As the increase in the Earth’s temperature inexorably approaches the +1.5˚C threshold set by the Paris Agreement on December 12, 2015, and as the reduction of greenhouse gas emissions takes center stage in the fight against global warming, researchers have decided to study more precisely the phenomenon of climate feedbacks, those phenomena that can worsen the climate crisis and push it past points of no return.
In an article published in February 2023 on the website One Earth, an international team of researchers details the role of these climate feedbacks and the way they amplify a climate phenomenon. Among the forty-one feedbacks identified, twenty-seven aggravate global warming, seven improve it and seven have an outcome that is still uncertain.
One of the study’s co-authors, Jillian Gregg, a scientist and founder of the TERA Global Change Foundation, explains that some of these climate feedback loops are associated with tipping points, which will make it difficult to reverse their effects. Once these tipping points are reached, the phenomena they correspond to are self-perpetuating and cannot be reversed. Some of the twenty-seven climate feedbacks that worsen the climate are better known than others.

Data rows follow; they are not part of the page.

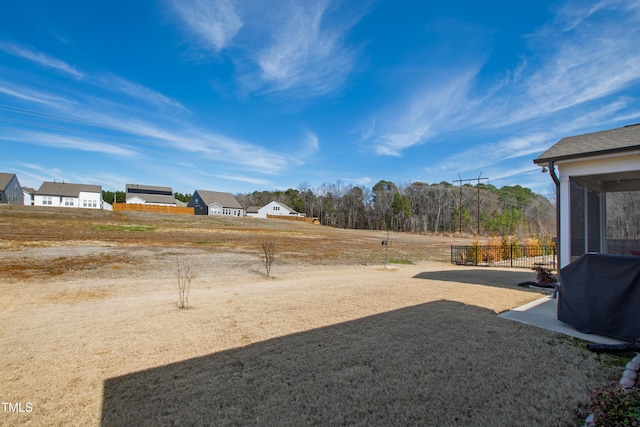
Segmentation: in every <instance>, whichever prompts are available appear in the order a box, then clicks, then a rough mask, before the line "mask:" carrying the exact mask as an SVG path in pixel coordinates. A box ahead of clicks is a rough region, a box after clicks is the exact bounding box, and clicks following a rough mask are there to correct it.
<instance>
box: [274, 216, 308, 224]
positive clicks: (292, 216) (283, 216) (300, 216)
mask: <svg viewBox="0 0 640 427" xmlns="http://www.w3.org/2000/svg"><path fill="white" fill-rule="evenodd" d="M267 218H269V219H286V220H288V221H299V222H306V223H309V224H320V221H319V220H318V218H308V217H306V216H285V215H269V214H267Z"/></svg>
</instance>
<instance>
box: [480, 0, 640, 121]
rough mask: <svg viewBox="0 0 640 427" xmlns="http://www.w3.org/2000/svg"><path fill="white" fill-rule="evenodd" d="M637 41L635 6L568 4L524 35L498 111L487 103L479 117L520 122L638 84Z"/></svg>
mask: <svg viewBox="0 0 640 427" xmlns="http://www.w3.org/2000/svg"><path fill="white" fill-rule="evenodd" d="M639 39H640V4H639V3H637V2H619V1H606V2H605V1H600V2H585V3H569V4H568V5H567V6H565V7H564V8H562V9H561V10H560V12H559V13H558V16H557V18H556V19H555V20H554V22H553V23H551V24H549V25H548V26H545V27H543V28H542V29H541V30H540V31H538V32H536V33H534V34H533V35H532V36H531V37H530V42H531V45H532V47H533V52H532V55H531V56H530V58H528V60H527V63H526V66H524V67H522V70H521V72H520V73H519V74H518V76H517V78H514V79H513V80H512V84H511V85H509V86H508V87H506V88H504V90H503V91H500V92H498V94H497V97H498V98H497V99H499V100H501V101H502V102H497V103H495V104H494V105H500V106H502V107H503V108H502V107H501V108H492V107H491V106H488V105H487V106H486V107H488V108H486V110H485V114H484V115H483V117H484V118H488V117H493V118H494V119H495V120H494V121H493V125H494V126H496V125H497V126H505V125H509V124H514V123H522V122H525V121H528V120H534V119H539V118H543V117H548V116H550V115H558V114H559V113H566V112H568V111H569V110H571V109H573V108H575V107H579V106H582V105H585V104H587V103H590V102H596V101H600V100H603V99H605V98H607V97H609V96H611V95H614V94H617V93H620V92H622V91H624V90H625V89H626V88H628V87H630V86H632V85H635V84H637V83H639V82H640V44H639V43H638V42H637V40H639ZM493 100H496V98H493ZM487 113H488V114H487ZM577 116H579V113H578V114H577Z"/></svg>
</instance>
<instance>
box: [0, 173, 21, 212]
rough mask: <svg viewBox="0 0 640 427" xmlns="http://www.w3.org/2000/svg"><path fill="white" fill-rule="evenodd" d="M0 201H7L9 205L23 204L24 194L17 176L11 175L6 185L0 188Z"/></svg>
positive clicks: (7, 203) (4, 202) (3, 202)
mask: <svg viewBox="0 0 640 427" xmlns="http://www.w3.org/2000/svg"><path fill="white" fill-rule="evenodd" d="M0 203H7V204H10V205H23V204H24V194H22V187H21V186H20V183H19V182H18V177H17V176H15V175H13V176H11V178H10V179H9V182H8V183H7V185H6V186H5V187H4V188H2V189H0Z"/></svg>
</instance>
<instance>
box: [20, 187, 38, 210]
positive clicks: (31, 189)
mask: <svg viewBox="0 0 640 427" xmlns="http://www.w3.org/2000/svg"><path fill="white" fill-rule="evenodd" d="M35 192H36V190H35V188H31V187H22V196H23V198H24V205H25V206H33V193H35Z"/></svg>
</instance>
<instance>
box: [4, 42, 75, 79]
mask: <svg viewBox="0 0 640 427" xmlns="http://www.w3.org/2000/svg"><path fill="white" fill-rule="evenodd" d="M0 50H3V51H5V52H7V53H8V54H11V55H14V56H17V57H20V58H23V59H26V60H29V61H32V62H35V63H37V64H40V65H42V66H44V67H47V68H53V69H54V70H58V71H62V72H63V73H66V74H69V75H71V76H73V77H75V78H77V79H80V78H82V77H83V75H82V73H80V72H78V71H77V70H76V69H75V68H73V67H72V66H71V65H69V64H67V63H66V62H64V61H61V60H59V59H56V58H53V57H51V56H49V55H47V54H45V53H42V52H39V51H37V50H35V49H32V48H28V47H24V46H19V45H17V44H14V43H8V42H3V41H0Z"/></svg>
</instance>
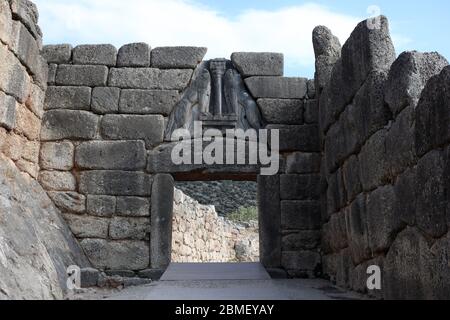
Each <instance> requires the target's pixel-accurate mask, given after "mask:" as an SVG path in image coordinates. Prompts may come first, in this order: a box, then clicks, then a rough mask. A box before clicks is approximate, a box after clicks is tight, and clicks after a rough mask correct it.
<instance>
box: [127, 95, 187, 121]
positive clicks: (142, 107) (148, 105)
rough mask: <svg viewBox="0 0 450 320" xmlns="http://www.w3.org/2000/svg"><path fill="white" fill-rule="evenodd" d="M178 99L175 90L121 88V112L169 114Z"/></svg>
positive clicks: (177, 100) (128, 112) (176, 101)
mask: <svg viewBox="0 0 450 320" xmlns="http://www.w3.org/2000/svg"><path fill="white" fill-rule="evenodd" d="M179 100H180V94H179V93H178V91H176V90H122V93H121V95H120V105H119V110H120V112H121V113H136V114H162V115H164V116H168V115H170V113H171V112H172V109H173V108H174V107H175V105H176V104H177V103H178V101H179Z"/></svg>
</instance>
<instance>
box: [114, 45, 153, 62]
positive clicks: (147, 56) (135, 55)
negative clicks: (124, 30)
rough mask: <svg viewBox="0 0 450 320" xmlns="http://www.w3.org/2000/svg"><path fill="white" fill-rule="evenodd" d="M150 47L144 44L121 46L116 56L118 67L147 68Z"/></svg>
mask: <svg viewBox="0 0 450 320" xmlns="http://www.w3.org/2000/svg"><path fill="white" fill-rule="evenodd" d="M150 50H151V49H150V46H149V45H148V44H146V43H130V44H126V45H124V46H122V47H121V48H120V49H119V53H118V55H117V66H118V67H149V66H150Z"/></svg>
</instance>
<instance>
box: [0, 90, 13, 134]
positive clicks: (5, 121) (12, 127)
mask: <svg viewBox="0 0 450 320" xmlns="http://www.w3.org/2000/svg"><path fill="white" fill-rule="evenodd" d="M15 125H16V100H15V99H14V98H13V97H11V96H8V95H6V94H4V93H3V92H1V91H0V126H2V127H4V128H6V129H8V130H12V129H14V127H15Z"/></svg>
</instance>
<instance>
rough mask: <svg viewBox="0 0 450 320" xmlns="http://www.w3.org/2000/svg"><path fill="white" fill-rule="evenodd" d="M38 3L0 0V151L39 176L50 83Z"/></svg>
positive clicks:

This is the case, for example, of the thawing of permafrost. This thawing leads to more carbon emissions and the release of methane, which in turn increases temperatures and encourages the thawing of the permafrost, in a self-perpetuating cycle. A second feedback concerns forest dieback, which causes a loss of carbon in the soil, thus increasing the risk of fires. Other feedbacks will, for example, concern the increase in precipitation in Antarctica or the disruption of the albedo, the amount of energy reflected outwards by the atmosphere and the earth’s surface, particularly by glaciers.
Conversely, some phenomena will tend to mitigate the rise in temperature. This is the case for the fertilizing effect of CO2, whose increased content in the atmosphere increases photosynthesis in plants. One of the study’s co-authors, Christopher Wolff, a researcher at the University of Oregon, says many of the feedback loop the team examined significantly increase warming because of their link to greenhouse gas emissions. He believes this is the most comprehensive list of climate feedback loops available. He says that more research and modelling and accelerated emission reductions are urgently needed.
Furthermore, he also believes that not all feedback loops are fully accounted for in climate models and that climate models may underestimate the acceleration of global temperature change because they do not account for all amplifying feedback loops. Christopher Wolff believes that the accuracy of climate models is crucial because they help redirect mitigation efforts by informing policymakers of the expected effects of human-induced greenhouse gas emissions.
The study states that a very rapid reduction in emissions will be needed to limit future warming, also urging better consideration of all factors that influence global warming in addition to climate feedback, such as biological interactions and social climate.